Google will provide more information on targeted advertisements and give researchers more access to data on how its products work, to comply with landmark European Union online content rules, the Alphabet unit said yesterday.
Known as the Digital Services Act (DSA), the new rules are more onerous for Meta Platforms, Microsoft, Twitter, booking.com, Pinterest, Snap Inc’s Snapchat, Wikipedia, Zalando, and Alibaba’s AliExpress because of their large number of users.
The DSA takes effect on Friday and requires companies to do more to combat child sexual abuse content and disinformation, be more transparent about their algorithmic processes, bots, and targeted advertisements, and remove illegal, unsafe, or counterfeit products sold on their platforms, Reuters reported.

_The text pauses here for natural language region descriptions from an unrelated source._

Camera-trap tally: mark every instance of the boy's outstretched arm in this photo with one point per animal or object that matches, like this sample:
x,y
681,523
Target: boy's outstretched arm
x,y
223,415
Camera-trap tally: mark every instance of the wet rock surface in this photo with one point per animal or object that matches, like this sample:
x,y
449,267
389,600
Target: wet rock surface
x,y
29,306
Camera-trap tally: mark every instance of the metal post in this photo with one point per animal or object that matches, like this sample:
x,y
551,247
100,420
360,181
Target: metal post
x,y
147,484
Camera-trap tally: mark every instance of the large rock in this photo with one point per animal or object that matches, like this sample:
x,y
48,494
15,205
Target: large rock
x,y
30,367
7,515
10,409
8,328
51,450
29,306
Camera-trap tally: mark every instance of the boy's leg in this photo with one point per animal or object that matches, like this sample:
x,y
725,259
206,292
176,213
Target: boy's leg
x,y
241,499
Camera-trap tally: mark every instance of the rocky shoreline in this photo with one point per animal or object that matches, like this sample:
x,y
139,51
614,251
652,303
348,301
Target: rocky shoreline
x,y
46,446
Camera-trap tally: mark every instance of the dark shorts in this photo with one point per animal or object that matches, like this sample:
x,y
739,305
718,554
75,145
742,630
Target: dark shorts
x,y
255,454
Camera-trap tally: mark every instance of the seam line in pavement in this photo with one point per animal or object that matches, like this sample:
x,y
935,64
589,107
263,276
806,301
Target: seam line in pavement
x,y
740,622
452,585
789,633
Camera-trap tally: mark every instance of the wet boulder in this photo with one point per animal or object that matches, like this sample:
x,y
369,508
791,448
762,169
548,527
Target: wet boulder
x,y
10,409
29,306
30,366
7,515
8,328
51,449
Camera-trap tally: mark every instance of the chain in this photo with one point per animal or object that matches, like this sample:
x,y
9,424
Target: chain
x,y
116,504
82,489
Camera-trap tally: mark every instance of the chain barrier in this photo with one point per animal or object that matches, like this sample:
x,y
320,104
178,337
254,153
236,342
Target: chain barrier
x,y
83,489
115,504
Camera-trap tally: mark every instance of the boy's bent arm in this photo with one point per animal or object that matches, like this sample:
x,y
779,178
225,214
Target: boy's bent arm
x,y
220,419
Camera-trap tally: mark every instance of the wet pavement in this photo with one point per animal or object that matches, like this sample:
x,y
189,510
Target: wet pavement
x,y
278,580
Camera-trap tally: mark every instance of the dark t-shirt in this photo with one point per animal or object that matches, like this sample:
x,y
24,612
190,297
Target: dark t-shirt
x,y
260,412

“We will be expanding the Ads Transparency Center, a global searchable repository of advertisers across all our platforms, to meet specific DSA provisions and providing additional information on targeting for ads served in the European Union,” Google’s vice president for trust and safety, Laurie Richardson, said in a blog post.

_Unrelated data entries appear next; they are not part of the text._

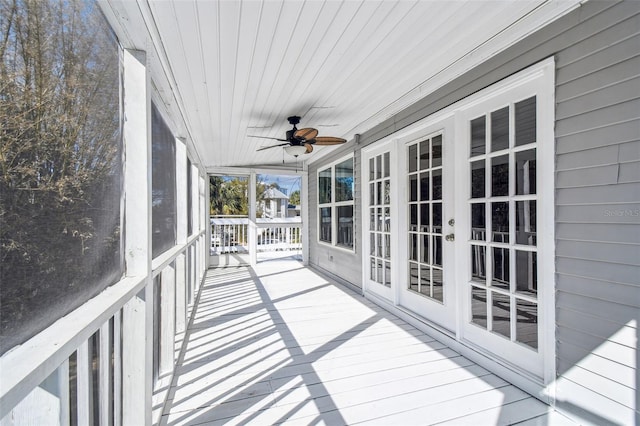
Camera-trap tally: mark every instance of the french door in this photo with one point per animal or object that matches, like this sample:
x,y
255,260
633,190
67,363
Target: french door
x,y
427,224
505,198
458,220
378,192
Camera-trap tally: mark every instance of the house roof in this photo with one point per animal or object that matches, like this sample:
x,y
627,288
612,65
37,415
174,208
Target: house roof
x,y
274,194
225,72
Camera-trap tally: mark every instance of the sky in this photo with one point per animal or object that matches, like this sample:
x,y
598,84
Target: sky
x,y
287,182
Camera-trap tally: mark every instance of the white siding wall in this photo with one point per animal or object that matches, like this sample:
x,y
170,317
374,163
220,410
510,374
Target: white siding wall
x,y
597,50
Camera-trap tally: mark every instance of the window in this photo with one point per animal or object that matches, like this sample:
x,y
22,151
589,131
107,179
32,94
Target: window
x,y
335,204
60,227
164,185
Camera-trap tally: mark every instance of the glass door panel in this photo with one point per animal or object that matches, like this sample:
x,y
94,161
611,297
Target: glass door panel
x,y
378,221
501,292
429,225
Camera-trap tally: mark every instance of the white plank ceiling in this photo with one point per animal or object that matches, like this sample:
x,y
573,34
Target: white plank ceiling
x,y
231,68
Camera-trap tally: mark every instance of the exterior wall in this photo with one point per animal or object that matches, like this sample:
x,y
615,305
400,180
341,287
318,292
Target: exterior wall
x,y
342,263
597,214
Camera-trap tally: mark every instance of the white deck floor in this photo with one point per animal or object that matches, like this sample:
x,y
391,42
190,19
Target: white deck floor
x,y
282,344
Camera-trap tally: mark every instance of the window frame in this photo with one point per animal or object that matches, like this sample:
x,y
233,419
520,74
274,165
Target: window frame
x,y
334,205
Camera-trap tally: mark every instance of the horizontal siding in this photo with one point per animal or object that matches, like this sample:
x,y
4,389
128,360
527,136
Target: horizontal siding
x,y
597,212
598,216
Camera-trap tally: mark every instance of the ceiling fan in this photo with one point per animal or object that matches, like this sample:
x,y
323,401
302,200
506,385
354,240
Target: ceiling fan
x,y
301,141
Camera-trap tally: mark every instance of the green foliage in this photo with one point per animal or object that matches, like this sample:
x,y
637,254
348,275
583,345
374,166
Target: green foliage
x,y
60,158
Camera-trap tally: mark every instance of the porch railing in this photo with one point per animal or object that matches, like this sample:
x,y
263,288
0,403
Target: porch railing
x,y
231,234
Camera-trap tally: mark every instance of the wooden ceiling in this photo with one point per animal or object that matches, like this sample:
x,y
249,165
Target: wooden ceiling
x,y
232,68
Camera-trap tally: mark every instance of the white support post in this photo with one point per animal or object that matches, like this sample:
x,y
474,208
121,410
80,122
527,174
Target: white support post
x,y
181,234
252,229
304,201
104,381
117,369
137,318
168,320
84,388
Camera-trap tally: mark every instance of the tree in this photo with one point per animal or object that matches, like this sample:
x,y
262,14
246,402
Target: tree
x,y
294,198
60,161
228,196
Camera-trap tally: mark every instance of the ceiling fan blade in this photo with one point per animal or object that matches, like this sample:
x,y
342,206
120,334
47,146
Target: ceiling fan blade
x,y
306,134
329,140
267,137
274,146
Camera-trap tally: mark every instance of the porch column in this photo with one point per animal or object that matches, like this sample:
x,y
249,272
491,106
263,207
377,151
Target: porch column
x,y
137,320
181,234
304,213
253,228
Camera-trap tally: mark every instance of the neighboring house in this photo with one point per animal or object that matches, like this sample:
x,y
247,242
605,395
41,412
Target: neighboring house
x,y
274,204
500,212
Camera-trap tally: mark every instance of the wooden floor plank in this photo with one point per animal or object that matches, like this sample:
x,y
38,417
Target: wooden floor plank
x,y
284,345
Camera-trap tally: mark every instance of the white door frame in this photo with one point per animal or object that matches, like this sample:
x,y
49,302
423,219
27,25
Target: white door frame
x,y
539,80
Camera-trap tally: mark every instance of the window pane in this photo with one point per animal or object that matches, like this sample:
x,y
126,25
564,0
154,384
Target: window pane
x,y
479,306
424,217
413,247
501,314
163,184
527,323
324,186
436,282
526,222
387,191
436,193
413,276
437,250
413,158
526,121
500,176
527,272
500,222
500,268
372,169
478,222
526,172
478,136
413,188
500,129
344,180
387,165
189,200
477,179
478,263
62,174
424,155
387,274
413,217
437,217
425,280
345,226
325,224
436,151
424,186
424,249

“We will increase data access for researchers looking to understand more about how Google Search, YouTube, Google Maps, Google Play, and Shopping work in practice, and conducting research related to understanding systemic content risks in the EU,” she said.
The US tech behemoth will also make its content moderation decisions more visible, offer users more ways to contact the company and update its reporting and appeals processes to provide specific types of information and context about its decisions.
It will launch a new Transparency Center where people can learn about its policies on a product-by-product basis.